Silber vergoldeter Deckelbecher auf Kugelfüßen mit kunstvoll gravierten Landschaften, Augsburg 17. Jh.

Objektnummer: #123

Augsburg 1697/99

Johann Christoph I Treffler

Beschauzeichen: „Pyr“ für Augsburg, 1697/99 (s. Seling 2007, Nr. 1160)

Meisterzeichen: „IC/T“ in Kreis für Johann Christoph I Treffler (s. Seling 2007, Nr. 1773)

Höhe: 16,5 cm; Gewicht: 406 g.

Detaillierte Informationen

Silber vergoldeter Deckelbecher auf Kugelfüßen mit kunstvoll gravierten Landschaften

Der vorliegende Becher ist eine besonders kunstvolle und detailreiche Silberarbeit aus Augsburg. Er ist insgesamt vergoldet und mit tiefer, feiner Gravur geschmückt.

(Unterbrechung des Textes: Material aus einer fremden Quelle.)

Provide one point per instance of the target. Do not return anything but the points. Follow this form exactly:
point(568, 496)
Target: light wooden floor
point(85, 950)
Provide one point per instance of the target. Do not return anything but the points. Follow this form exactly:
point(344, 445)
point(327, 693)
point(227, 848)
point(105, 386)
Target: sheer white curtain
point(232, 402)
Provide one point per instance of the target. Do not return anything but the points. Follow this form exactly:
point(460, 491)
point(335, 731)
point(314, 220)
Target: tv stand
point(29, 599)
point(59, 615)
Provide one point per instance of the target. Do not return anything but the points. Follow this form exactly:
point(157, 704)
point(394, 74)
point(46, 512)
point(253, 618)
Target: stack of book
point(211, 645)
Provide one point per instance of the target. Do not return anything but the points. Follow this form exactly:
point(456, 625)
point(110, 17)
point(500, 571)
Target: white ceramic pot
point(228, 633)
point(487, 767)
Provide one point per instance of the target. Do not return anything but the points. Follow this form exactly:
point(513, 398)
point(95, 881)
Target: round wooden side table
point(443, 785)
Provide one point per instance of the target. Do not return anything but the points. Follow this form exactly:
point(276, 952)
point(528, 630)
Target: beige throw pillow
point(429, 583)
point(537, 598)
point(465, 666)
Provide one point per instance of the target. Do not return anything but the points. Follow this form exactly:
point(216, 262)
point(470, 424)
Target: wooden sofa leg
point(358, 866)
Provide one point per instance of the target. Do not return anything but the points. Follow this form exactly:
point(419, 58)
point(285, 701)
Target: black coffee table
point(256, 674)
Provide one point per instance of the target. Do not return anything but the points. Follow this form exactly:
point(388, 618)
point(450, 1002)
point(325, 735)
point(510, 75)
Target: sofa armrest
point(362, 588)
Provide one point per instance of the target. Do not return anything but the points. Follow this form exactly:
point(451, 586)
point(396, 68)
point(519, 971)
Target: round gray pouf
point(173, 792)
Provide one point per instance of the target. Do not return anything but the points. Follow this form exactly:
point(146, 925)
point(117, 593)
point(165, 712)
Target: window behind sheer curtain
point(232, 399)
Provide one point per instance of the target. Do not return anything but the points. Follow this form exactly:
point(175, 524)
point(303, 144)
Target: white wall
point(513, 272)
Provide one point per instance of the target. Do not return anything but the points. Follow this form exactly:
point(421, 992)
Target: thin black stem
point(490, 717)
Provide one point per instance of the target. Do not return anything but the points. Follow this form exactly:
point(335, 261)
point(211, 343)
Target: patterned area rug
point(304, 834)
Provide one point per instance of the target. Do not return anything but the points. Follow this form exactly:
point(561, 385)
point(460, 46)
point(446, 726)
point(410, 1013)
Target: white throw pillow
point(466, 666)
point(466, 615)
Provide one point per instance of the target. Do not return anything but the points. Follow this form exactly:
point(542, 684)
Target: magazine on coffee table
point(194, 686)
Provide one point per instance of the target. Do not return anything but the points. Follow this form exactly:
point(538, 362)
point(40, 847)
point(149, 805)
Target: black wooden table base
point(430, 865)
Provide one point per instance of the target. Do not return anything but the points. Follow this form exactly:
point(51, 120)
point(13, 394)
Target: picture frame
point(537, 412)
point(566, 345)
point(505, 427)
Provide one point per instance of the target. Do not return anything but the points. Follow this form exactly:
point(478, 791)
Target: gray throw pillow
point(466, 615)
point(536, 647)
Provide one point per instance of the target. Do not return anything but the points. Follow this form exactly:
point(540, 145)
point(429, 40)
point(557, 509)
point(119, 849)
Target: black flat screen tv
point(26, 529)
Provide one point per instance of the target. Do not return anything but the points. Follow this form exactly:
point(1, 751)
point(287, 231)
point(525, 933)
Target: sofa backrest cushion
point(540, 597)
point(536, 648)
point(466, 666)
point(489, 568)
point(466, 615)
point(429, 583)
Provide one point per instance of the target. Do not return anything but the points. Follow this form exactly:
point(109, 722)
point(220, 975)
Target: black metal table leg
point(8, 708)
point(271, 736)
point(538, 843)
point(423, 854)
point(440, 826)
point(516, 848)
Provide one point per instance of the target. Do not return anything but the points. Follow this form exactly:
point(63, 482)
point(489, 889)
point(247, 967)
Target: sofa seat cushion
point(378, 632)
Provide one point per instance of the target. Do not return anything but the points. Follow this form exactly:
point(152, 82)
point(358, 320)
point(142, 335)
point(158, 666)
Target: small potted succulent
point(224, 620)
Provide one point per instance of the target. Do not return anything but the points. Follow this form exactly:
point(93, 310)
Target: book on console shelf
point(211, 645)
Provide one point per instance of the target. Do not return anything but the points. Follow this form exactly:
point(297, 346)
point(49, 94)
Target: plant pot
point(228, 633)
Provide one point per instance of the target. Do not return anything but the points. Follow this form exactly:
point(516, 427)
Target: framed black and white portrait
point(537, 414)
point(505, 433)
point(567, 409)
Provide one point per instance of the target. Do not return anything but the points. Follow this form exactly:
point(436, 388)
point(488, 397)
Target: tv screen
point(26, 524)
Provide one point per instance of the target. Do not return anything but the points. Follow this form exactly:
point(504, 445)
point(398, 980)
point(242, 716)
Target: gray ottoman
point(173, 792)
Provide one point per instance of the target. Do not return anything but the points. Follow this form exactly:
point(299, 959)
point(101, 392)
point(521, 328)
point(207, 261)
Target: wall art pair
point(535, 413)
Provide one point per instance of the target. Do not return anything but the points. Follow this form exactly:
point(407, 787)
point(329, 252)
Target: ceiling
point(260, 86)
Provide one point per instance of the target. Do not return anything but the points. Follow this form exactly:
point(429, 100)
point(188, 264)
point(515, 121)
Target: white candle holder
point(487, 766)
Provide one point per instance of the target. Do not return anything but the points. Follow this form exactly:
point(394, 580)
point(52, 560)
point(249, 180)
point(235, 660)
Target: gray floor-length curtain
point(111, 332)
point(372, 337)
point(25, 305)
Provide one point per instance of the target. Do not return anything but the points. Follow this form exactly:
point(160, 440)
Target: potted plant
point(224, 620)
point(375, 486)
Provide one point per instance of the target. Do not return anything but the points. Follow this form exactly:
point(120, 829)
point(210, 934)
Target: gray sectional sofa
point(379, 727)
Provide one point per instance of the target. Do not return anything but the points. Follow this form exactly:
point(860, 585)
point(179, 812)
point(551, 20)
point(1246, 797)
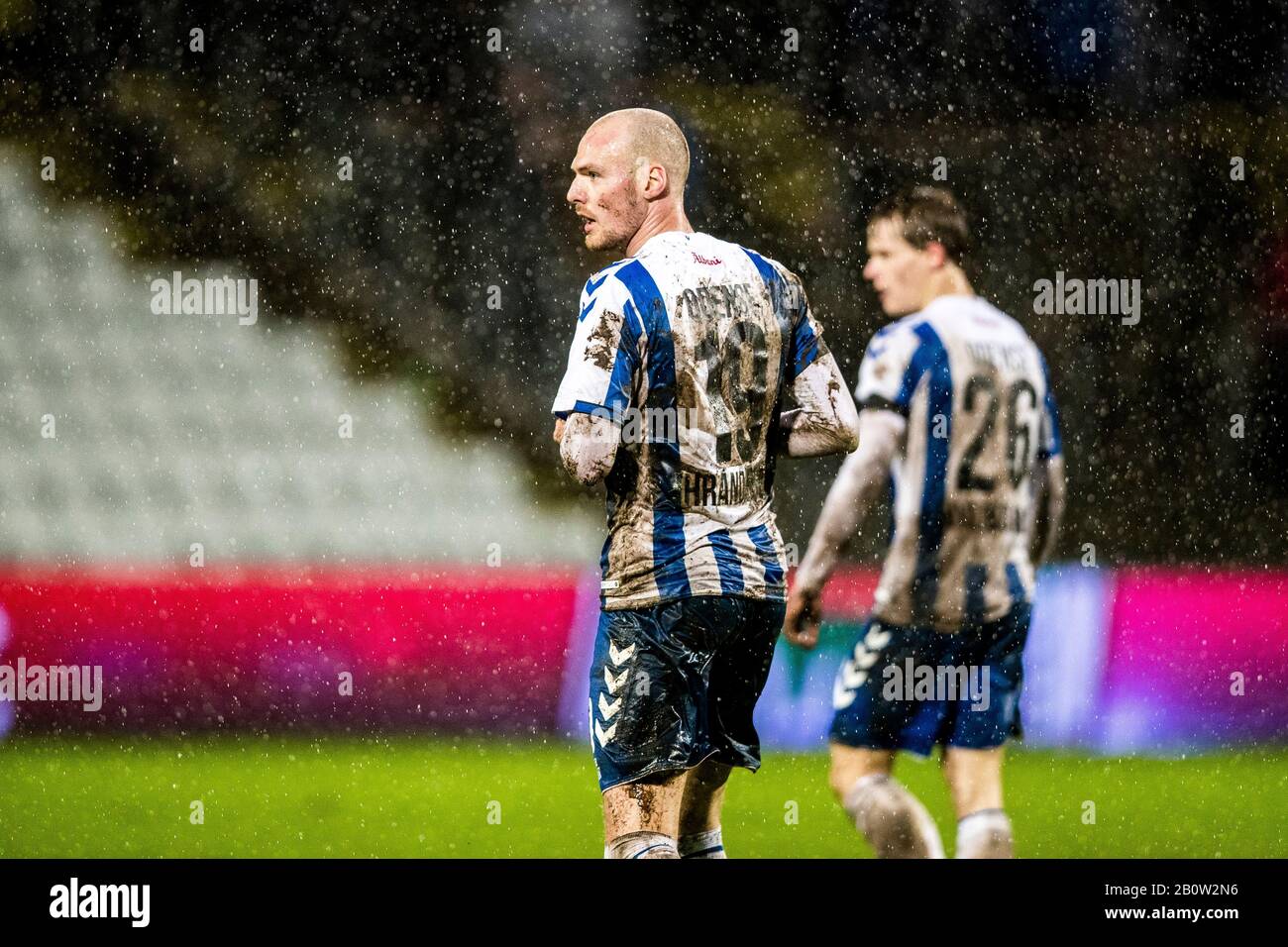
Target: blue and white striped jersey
point(980, 412)
point(690, 346)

Auf drei Kugelfüßen erhebt sich die gerade Kuppa des Bechers. Diese ist fein graviert mit drei Kartuschen, die Landschaften zeigen. Zwischen den drei Kartuschen ist weiterhin detailliertes Blattrankenwerk eingraviert. Der Deckel profiliert. Der restlichen Dekoration treu ist der Deckel auch mit reichem Blattrankenwerk eingraviert. Zwischen dem Kugelknauf und dem Deckel ist ein kunstvoll gestaltetes Zwischenteil verziert mit geschweiften, volutenartigen Akanthusblätter. Ähnliche aufgesetzte, dekorative Zwischenteil sind zwischen den Kugelfüßen und der Kuppa angebracht. Diese getriebenen Teile sind dekoriert mit Akanthusblättern, Früchten und Weintrauben an der Spitze. Die Marken sind sowohl auf der Unterseite des Bodens als auch auf dem Deckel ligiert.

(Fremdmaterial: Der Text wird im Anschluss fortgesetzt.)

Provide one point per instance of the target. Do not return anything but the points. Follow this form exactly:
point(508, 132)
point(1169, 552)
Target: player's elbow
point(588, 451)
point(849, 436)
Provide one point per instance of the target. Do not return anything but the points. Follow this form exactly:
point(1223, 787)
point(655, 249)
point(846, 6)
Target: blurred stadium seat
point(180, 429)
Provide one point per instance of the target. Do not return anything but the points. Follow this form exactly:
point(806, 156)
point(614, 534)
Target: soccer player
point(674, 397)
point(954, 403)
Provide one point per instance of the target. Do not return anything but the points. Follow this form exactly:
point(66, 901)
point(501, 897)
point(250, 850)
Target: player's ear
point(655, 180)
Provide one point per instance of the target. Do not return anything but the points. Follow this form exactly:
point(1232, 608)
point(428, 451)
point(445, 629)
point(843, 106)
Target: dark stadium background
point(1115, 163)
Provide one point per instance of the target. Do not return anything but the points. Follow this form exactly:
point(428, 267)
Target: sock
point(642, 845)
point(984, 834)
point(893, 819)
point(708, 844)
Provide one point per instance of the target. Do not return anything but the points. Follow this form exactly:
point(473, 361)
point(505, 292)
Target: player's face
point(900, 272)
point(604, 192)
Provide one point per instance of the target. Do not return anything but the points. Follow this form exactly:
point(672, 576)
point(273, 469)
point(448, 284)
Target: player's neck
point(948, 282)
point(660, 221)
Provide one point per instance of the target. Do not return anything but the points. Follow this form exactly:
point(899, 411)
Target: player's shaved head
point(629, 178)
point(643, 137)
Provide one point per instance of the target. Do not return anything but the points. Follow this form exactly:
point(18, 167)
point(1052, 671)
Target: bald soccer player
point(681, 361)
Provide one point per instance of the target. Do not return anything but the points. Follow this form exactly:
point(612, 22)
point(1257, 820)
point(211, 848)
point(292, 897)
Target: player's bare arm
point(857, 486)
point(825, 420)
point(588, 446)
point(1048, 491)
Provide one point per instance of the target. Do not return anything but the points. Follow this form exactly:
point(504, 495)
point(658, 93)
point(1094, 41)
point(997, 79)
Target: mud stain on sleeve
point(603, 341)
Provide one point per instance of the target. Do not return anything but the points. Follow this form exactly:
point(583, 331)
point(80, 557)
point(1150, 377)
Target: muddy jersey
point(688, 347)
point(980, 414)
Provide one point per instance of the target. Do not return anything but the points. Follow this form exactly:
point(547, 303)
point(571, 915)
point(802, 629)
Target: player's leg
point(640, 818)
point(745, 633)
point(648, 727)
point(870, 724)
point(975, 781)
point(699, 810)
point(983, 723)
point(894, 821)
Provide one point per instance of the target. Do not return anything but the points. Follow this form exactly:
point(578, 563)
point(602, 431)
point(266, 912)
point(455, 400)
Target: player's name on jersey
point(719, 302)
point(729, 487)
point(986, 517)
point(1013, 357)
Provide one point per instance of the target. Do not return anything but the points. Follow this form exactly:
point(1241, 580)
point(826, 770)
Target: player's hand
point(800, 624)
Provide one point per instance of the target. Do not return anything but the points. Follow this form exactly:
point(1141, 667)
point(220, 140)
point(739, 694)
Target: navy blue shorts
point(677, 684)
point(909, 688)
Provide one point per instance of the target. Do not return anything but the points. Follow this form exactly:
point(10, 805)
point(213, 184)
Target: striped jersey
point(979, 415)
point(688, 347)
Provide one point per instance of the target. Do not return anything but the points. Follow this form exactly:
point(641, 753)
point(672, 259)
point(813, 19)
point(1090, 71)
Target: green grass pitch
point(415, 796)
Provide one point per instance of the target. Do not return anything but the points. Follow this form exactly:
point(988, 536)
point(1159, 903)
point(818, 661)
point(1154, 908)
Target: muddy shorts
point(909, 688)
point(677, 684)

Kartuschen mit Landschaften

Die Besonderheit des Bechers liegt nicht nur bei der Bearbeitungsweise und der schön erhaltenen Vergoldung, sondern auch und vor allem bei den drei Kartuschen mit Landschaften umgeben mit kunstvollen Gravuren. Der Korpus ist sehr fein graviert und die Kartuschen stellen jeweils drei Landschaften mit Staffage dar. Diese Art der Verzierung war vor allem im 17. Jahrhundert sehr beliebt.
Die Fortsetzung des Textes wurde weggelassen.